What Is A Works Council Under Dutch Law?

In the Netherlands the Works Council [ondernemingsraad, OR] is an internal body representing employees, promoting and protecting the interest of the employees.

The Purpose of the Works Council

The purpose of the Works Council is to benefit both the employer and employees, through employee representation in the workplace and a having a forum in which constructive feedback can allow the business to progress. The council has consultation rights in respect of certain significant proposed management decisions. Furthermore, they have approval rights in respects of intended company decisions regarding employment policies. The rules concerning staff representation are described in the Dutch Works Councils Act.

What Is the difference between a Trade Union and Works Council?

The differences between a Works Council and a trade union are as follows: The trade unions are (independent) organisations, exclusively representing members within a certain industry or business sector. The Works council represent all employees in the company. The Trade Unions are negotiating Collective Labour Agreements of employment, and the Works Council will on average not have a say in this.
The unions have information and consultation rights in respect of collective dismissal. Furthermore, they have right in respect to mergers and considered with are considered to fall within the scope of the Dutch jurisdiction.

What Are the Staff Representation Rights?

The Work Council’s rights and responsibilities in the Netherlands are solely intended to protect employees in the working environment. It holds consultation rights regarding certain significant proposed management decisions. Additionally, it has approval rights concerning intended company decisions regarding employment policies.

Works Council Threshold in the Netherlands

A Works Council is legally required in the Netherlands if the business employs at least 50 workers in accordance with the Dutch Work Councils Act [WOR].
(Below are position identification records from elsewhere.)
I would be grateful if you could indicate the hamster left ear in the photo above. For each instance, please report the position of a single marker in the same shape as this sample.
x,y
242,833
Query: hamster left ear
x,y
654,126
An organisation with multiple legal entities in the Netherlands and each entity is exceeding the 50-employee threshold, will have to establish a council per legal entity.

Organisations with fewer than 50 employees are not required to set up a council. Instead, employees can voluntarily form a council, or opt for a representative body. While this body lacks the legal authority, employees retain the right to consultation through staff meetings.

Does your company employ 1 to 10 employees?

  • Your company may establish a staff meeting on a voluntary basis.

Does your company employ 11 to 49 employees?

  • On the request of the majority of employees, the council can be set in place based on a voluntary decision. At the request of the majority of employees, there is an obligation by the WOR to set up an employee representative body [Personeelsvereniging]. If an employee representative body is established, staff meetings need to take place and are entitled to prior consultation.

Does your company employ 50 employees or more?

In case your company owns more than 1 company, please ensure that each company with 50 employees and more has its own employee representation. A joint council is possible when those companies each employs less than 50 people, but the total amount of employees is 50 or exceeds this number.

How Many Members Are in the Works Council?

The employee representational body may remain in place for 2, 3 or 4 years, as this is described in their Rules of Procedure [OR-reglement]. After the term, new elections will be held. The composition and number of members is described in article 6 of the Works Councils Act.